Cordova’s husband, Eric Duran, is an investment banker for a nationwide financial company called D.A. Davidson, which has an office in Denver. The company describes Duran as “one of the leading investment bankers in the charter school movement,” and says he’s done deals in Pennsylvania, Utah, Arizona, New Mexico, and Colorado.

The deals Duran has done include one in Denver with a charter school called Monarch Montessori, which serves students in kindergarten through fifth grade in the far northeast part of the city. In 2015, Monarch Montessori issued $8.8 million in bonds to pay for the construction of five new classrooms, space for a gymnasium and assemblies, and an expanded cafeteria.

An offering document on file with the U.S. Securities and Exchange Commission notes that D.A. Davidson was paid an underwriter’s fee of $132,225 as part of the Monarch Montessori deal.

At the time, Cordova held the position of chief schools officer for Denver Public Schools and was responsible for overseeing 165 district-run schools. She did not oversee charter schools or play a role in approving charter schools.

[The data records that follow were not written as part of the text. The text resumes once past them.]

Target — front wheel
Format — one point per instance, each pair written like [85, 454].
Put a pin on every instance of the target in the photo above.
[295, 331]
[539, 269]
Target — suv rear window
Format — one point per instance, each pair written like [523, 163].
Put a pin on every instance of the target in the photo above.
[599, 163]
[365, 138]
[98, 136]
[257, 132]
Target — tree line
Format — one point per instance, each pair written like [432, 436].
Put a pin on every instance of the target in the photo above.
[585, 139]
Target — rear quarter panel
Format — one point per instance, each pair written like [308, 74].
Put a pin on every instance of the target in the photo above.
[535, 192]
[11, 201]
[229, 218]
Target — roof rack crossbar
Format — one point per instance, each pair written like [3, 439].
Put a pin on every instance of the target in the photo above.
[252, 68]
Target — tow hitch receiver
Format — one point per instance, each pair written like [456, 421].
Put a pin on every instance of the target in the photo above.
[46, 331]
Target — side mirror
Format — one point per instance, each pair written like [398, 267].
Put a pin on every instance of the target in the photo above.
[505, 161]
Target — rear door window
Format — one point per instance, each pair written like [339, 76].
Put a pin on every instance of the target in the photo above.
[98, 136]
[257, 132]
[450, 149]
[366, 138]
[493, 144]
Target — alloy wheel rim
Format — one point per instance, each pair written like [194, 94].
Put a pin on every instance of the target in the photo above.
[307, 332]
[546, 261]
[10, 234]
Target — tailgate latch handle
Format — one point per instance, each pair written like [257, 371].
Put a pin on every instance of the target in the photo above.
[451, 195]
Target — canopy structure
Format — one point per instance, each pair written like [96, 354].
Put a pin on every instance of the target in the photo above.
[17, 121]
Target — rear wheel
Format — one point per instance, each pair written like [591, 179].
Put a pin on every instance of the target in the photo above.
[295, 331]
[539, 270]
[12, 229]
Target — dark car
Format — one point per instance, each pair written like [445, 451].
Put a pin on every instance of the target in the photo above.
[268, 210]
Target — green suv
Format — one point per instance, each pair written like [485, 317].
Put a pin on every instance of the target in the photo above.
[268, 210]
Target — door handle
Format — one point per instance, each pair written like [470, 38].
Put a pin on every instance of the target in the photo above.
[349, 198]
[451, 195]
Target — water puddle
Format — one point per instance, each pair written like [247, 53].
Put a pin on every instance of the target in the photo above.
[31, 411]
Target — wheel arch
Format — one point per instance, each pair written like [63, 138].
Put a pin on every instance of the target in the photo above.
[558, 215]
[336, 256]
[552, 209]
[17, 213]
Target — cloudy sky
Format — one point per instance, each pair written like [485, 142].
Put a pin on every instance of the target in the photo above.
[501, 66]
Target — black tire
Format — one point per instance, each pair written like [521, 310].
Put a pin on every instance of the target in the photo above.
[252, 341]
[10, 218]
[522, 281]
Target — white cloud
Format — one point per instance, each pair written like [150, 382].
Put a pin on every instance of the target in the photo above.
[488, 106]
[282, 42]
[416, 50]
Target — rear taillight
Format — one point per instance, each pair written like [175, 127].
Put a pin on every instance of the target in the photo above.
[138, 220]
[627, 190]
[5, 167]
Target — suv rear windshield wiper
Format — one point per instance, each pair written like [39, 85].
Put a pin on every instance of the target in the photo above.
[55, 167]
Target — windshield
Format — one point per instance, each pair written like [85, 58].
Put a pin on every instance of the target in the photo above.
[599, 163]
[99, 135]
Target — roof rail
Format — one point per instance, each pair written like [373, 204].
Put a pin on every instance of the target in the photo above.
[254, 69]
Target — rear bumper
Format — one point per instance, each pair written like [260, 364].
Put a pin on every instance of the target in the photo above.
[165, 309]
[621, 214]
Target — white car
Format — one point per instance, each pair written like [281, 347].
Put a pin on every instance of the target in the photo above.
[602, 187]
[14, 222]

If Cordova is hired as superintendent, D.A. Davidson has said it will not do any business with Denver Public Schools or with any charter schools in Denver during her tenure.

The Monarch Montessori deal was between D.A. Davidson and the charter school’s board of directors; the offering document was signed by one of the school’s founders, who also served as president of its board, and a special education teacher who was on the board.

Denver Public Schools was not involved in the deal. In a statement, the district said it “does not have any financial obligations with the bonds issued by charters,” and district leaders “do not influence the financing decisions by independent charter schools.”

But parents and community members who don’t like charter schools see Duran’s work as evidence that Cordova has personally profited from charter schools, which they argue is a conflict of interest and makes her unfit to be superintendent of the school system. They have raised the issue repeatedly on social media.

Duran’s job was also the subject of a submitted question at a forum Wednesday night related to Cordova’s selection as the sole finalist.

In response, Cordova emphasized that no Denver Public Schools employee — including herself — had anything to do with the 2015 Monarch Montessori deal or with two other deals that other D.A. Davidson bankers have done with Denver charter schools in the past 10 years.

She also said she’s proud of her husband, who grew up poor in Denver, sleeping on the floor of the 800-square-foot apartment he shared with his extended family. After graduating from North High School, she said he got a scholarship to college and went onto a career in finance.

“He’s spent the vast majority of his career working on things like affordable housing, public school finance, hospitals — things that I believe we all believe are important for our communities to be thriving,” said Cordova, who is also a graduate of Denver Public Schools and has worked for the district since 1989. “So I’m incredibly proud of the work he has done.”

Charter school bond deals are actually relatively rare in Denver. The only reason a charter school would issue a bond is if it wanted to build, expand, or repair its own building. But most charter schools in Denver don’t own their own buildings. That’s because the district has been more amenable than most in the entire country to sharing space in its existing buildings with charter schools for a fee, a practice known as co-location.

The Denver school board named Cordova the sole finalist for the superintendent job last week. The board — which governs the entire school district and is separate from charter school boards — is expected to vote Dec. 17 on whether to appoint Cordova to the top job.